Um outro fado
Martim Borges de Freitas
Sexta, 02 Dezembro 2011 11:16
Foi aprovado mais um Orçamento de Estado. Desta feita para 2012. Como já vem sendo hábito, PSD, CDS e PS foram quem o aprovou. Ao abrigo, claro está, desse, hoje, infelizmente, já cliché, que dá pelo nome de sentido de Estado ou interesse nacional. Nos últimos quinze anos (desde António Guterres) que o PS e o PSD, com a sempre oportuna, às vezes necessária, ajuda do CDS, têm vindo a viabilizar os Orçamentos de Estado. O pretexto tem sido sempre esse: o do sentido de responsabilidade ou o do superior interesse nacional. Excluindo os tempos em que houve uma maioria parlamentar, Marcelo Rebelo de Sousa, por causa da entrada de Portugal na moeda única, Manuela Ferreira Leite, por causa do descalabro da contas públicas e do endividamento externo e Passos Coelho pela - mais ou menos - mesma razão, eis que agora temos o PS de Seguro a fazer o mesmo. Ou seja, a dar o tal sinal de profundo sentido de Estado, viabilizando o que já estava viabilizado por natureza.
De Orçamento de Estado em Orçamento de Estado, o caminho seguido, esse, é que não tem sido diferente. Os resultados são o que são. Mas o problema tem sido sempre o mesmo: todos sabem manejar o garfo, mas quando se lhes dá uma faca para a mão ninguém a tem sabido usar!

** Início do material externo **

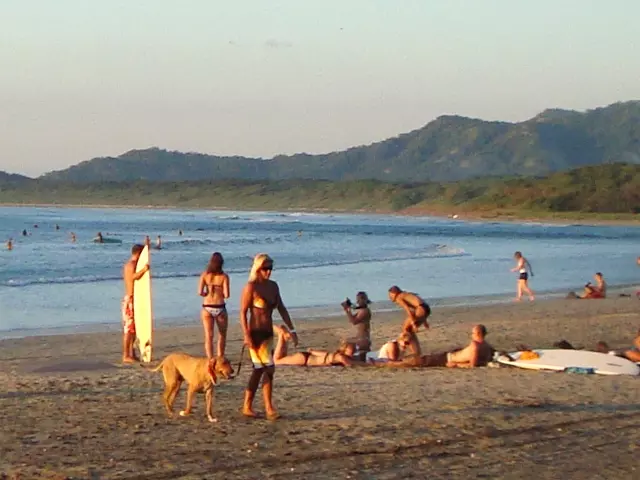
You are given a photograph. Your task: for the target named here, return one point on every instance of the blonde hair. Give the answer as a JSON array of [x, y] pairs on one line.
[[258, 261]]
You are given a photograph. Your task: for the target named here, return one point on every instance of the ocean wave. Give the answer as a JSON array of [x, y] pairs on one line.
[[430, 251]]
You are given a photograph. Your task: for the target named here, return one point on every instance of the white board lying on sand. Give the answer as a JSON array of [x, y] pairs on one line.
[[560, 360]]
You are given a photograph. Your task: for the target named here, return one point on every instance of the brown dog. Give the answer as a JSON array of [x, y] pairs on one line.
[[200, 374]]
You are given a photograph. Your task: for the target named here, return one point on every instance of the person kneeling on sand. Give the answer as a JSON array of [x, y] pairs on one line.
[[310, 358], [417, 309], [477, 354]]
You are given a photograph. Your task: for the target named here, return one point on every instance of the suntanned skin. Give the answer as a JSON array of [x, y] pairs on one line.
[[214, 288], [597, 291], [130, 275], [317, 358], [200, 375], [412, 304], [633, 355], [260, 319], [361, 320], [523, 285], [477, 354]]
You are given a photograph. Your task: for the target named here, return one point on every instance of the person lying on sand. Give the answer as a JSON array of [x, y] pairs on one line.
[[477, 354], [310, 358]]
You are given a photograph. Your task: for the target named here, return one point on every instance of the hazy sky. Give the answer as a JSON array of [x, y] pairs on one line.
[[87, 78]]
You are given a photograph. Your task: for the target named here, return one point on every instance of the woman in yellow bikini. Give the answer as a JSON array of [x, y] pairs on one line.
[[214, 288], [312, 357], [260, 297]]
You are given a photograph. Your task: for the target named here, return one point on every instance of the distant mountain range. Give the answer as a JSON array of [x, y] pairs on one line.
[[449, 148]]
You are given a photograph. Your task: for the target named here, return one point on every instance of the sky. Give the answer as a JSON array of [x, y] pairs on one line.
[[82, 79]]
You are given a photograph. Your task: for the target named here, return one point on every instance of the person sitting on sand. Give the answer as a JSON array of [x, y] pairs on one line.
[[310, 358], [599, 290], [417, 309], [360, 317]]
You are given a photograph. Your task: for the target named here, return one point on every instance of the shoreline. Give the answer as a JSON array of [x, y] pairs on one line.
[[312, 313], [451, 213], [70, 409]]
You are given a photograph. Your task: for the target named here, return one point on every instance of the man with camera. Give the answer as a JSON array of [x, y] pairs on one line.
[[360, 317]]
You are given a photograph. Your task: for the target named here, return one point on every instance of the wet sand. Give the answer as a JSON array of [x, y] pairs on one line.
[[69, 410]]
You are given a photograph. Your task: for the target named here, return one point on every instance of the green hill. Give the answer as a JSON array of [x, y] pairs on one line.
[[603, 189], [449, 148]]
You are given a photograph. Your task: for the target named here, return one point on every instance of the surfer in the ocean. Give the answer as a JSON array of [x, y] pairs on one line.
[[130, 275]]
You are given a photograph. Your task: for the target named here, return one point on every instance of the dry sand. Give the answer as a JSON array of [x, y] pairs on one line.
[[68, 410]]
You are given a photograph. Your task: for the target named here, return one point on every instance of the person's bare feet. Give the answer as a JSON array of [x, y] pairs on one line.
[[273, 415], [248, 412]]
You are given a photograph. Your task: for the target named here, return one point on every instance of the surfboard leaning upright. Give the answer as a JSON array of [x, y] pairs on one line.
[[142, 312]]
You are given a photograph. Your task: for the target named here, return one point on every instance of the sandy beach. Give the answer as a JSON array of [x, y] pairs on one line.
[[68, 409]]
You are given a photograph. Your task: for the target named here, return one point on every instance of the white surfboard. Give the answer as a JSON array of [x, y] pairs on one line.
[[560, 360], [142, 312]]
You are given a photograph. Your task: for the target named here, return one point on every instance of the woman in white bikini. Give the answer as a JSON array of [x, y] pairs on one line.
[[523, 267], [214, 288]]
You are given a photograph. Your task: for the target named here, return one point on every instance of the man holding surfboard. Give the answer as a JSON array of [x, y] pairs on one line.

Agora, há uns meses, mudou o governo. Mas mantém-se a lógica. Como antes, com o PSD e com o CDS, hoje é o PS que não é alternativa. O PCP e o Bloco de Esquerda reassumem-se como partidos de protesto, sem surpresa. Mais por razões de táctica eleitoral do que outra coisa qualquer, já que o que eles querem mesmo é manter a sua base social de apoio, mais ou menos ortodoxa, mais ou menos radical. Em ambos os casos, tentando transportar para a rua o que não conseguiram obter nas urnas.
Quando muitos, eu diria, a maioria, dos políticos e comentadores apelavam a uma coligação PS-PSD-CDS, defendia eu que não, que o melhor era irmos para eleições e deixar ao PS a liderança da oposição, justamente para que o PCP e o Bloco de Esquerda não viessem a capitalizar o óbvio descontentamento que haveria de se tornar incontornável. Ora, o que se tem estado a verificar é que o PS não tem sido capaz de o fazer. E seria bom, muito bom para o país, que o PS, por um lado, limitasse o mais possível a acção dos partidos à sua esquerda e, por outro, aparecesse com uma proposta política diferente da do Governo. É que, havendo coincidência de posições com uma ou outra nuance entre o Governo e o principal partido da oposição, haverá o que tem havido, isto é, alternância, mas não alternativa. E o que se tem visto, como enfatizei no início desta crónica, é que, sem alternativa, como a que não tem existido pelo menos há quinze anos, é o país que perde. Com os custos que se conhecem e que se vão agravar. O Governo e o país ganhariam em ter um PS que se constituísse como alternativa. E democracia serve exactamente para que as alternativas possam existir e que, uma vez criadas, possam ser governo e exercer o poder. Caso contrário, os governos acomodam-se. Acomodando-se, deixa de haver sonho. E aí, tornar-nos-emos num país sem ambição, apático, triste. Na semana em que o fado passou a ser património imaterial da humanidade, é a matéria de que somos feitos que tem de vir ao decima, é o nosso destino colectivo que temos de ser capazes de mudar. É, portanto, outro o fado que vamos ter de cantar.